Groß geworden bin ich in einer bayerischen Kleinstadt in der Großfamilie, geprägt von Werten der katholischen Kirche. Von finanziellen Sorgen war ich in meinem Leben kaum betroffen. Verschiedene Begegnungen und Bildungswege haben mir kritisches Denken über Sexismus, kritisches Weißsein und heteronormative Lebensweisen näher gebracht. Aktuell lebe ich in Wien in einer Wohngemeinschaft, arbeite Teilzeit in der Gemeinwesenarbeit und in der Bildungsarbeit.

Möchtest du gerne kontaktiert werden? Für welche Anfragen bist du offen? Möchtest du einen öffentlichen Auftritt oder eine Veröffentlichung teilen?

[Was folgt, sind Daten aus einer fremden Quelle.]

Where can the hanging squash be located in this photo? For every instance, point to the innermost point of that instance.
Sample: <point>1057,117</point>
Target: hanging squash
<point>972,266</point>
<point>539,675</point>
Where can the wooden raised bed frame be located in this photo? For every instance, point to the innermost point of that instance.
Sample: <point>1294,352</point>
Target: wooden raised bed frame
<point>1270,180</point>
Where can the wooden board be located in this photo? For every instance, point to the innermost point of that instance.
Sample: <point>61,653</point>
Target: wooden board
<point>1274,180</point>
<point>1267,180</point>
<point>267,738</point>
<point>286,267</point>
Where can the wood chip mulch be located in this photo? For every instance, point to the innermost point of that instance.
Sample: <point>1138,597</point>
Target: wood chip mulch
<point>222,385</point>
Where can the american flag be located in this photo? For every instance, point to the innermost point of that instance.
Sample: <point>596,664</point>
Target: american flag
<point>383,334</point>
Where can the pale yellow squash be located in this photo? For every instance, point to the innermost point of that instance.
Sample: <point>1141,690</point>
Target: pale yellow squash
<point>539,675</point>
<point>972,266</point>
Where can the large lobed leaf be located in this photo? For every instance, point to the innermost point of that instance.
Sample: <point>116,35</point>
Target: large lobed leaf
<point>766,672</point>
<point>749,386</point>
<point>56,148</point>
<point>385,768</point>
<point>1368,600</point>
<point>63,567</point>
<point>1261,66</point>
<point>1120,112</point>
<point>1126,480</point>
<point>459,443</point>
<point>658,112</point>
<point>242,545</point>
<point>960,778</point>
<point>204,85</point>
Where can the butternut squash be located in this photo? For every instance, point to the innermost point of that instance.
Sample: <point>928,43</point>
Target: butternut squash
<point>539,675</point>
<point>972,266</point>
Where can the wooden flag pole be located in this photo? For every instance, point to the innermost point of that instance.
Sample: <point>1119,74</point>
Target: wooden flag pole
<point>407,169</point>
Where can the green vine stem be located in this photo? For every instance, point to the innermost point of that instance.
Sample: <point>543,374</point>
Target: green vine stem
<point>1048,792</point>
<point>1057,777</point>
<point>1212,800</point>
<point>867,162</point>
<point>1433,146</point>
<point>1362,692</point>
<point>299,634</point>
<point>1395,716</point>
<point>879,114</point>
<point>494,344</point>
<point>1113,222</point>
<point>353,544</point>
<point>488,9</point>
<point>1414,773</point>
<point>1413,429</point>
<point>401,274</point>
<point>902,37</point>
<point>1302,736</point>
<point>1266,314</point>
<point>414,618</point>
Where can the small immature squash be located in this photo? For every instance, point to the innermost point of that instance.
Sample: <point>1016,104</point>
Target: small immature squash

Unser Bildungskollektiv radix stellen wir auf unserer Homepage www.kollektiv-radix.at  und unserem Insta-Account unter @kollektiv_radix vor. Für Nachfragen, Kooperationsanfragen oder anderen Anliegen bin ich per E-Mail bin ich unter marie@kollektiv-radix.at erreichbar.

Wie sieht deine Praxis aus? In welcher Form beschäftigst du dich mit TJ oder vermittelst Inhalte?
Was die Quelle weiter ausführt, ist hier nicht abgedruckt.